Use bit-twiddling tricks to make choose-by-bandwith algorithm even more time-invariant

changed milestone to %Tor: 0.2.4.x-final

added 023backport component::core tor/tor milestone::Tor: 0.2.4.x-final priority::medium resolution::fixed status::closed tor-client type::enhancement labels

I think I'd argue this can wait until 0.2.4. (I might have argued #6537 (moved) could wait until 0.2.4 too.)

Trac:
Summary: Use bit-twiddling tricks to make choose-by-bandwith algorithm even more time-invairant to Use bit-twiddling tricks to make choose-by-bandwith algorithm even more time-invariant

I'm not sure I'm comfortable with that. Honestly, you may have to talk me out of doing this in 0.2.2.

That said, there is a much simpler fix, if we can trust the compiler not to get too smart. Instead of setting i_has_been_chosen to 1 (as we do in the current code), set rand_bw t the o INT64_MAX (or whatever its type's max is). Remove i_has_been_chosen. Should work I think.

Replying to nickm_mobile:

That said, there is a much simpler fix, if we can trust the compiler not to get too smart. Instead of setting i_has_been_chosen to 1 (as we do in the current code), set rand_bw t the o INT64_MAX (or whatever its type's max is). Remove i_has_been_chosen. Should work I think.

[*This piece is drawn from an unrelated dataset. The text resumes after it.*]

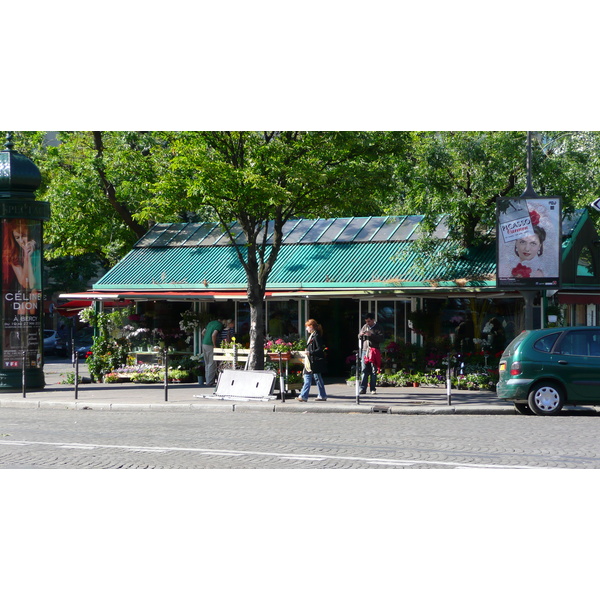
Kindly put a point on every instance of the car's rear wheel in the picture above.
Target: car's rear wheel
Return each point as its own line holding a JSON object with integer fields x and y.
{"x": 523, "y": 409}
{"x": 546, "y": 399}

That would work, although you'll still need to switch to using integer math (rather than operating on the floating-point bandwidth values directly).

I'll bite; what's wrong with using DBL_MAX ?

ah; because you can't set rand_bw to DBL_MAX, because rand_bw is a uint64.

Okay. Branch "bug6538_023" in my public repository has the minimal fix for branch 0.2.3. Branch "bug6538" has additional code to refactor those functions a little more and extract the common logic into a testable function; it should be considered only for 0.2.4.

Trac:
Status: new to needs_review

Oops. Hadn't actually pushed "bug6538_023" to my public repo. Done. (If you started looking at "bug6538", please don't worry -- it contains all of "bug6538_023" and a little more.)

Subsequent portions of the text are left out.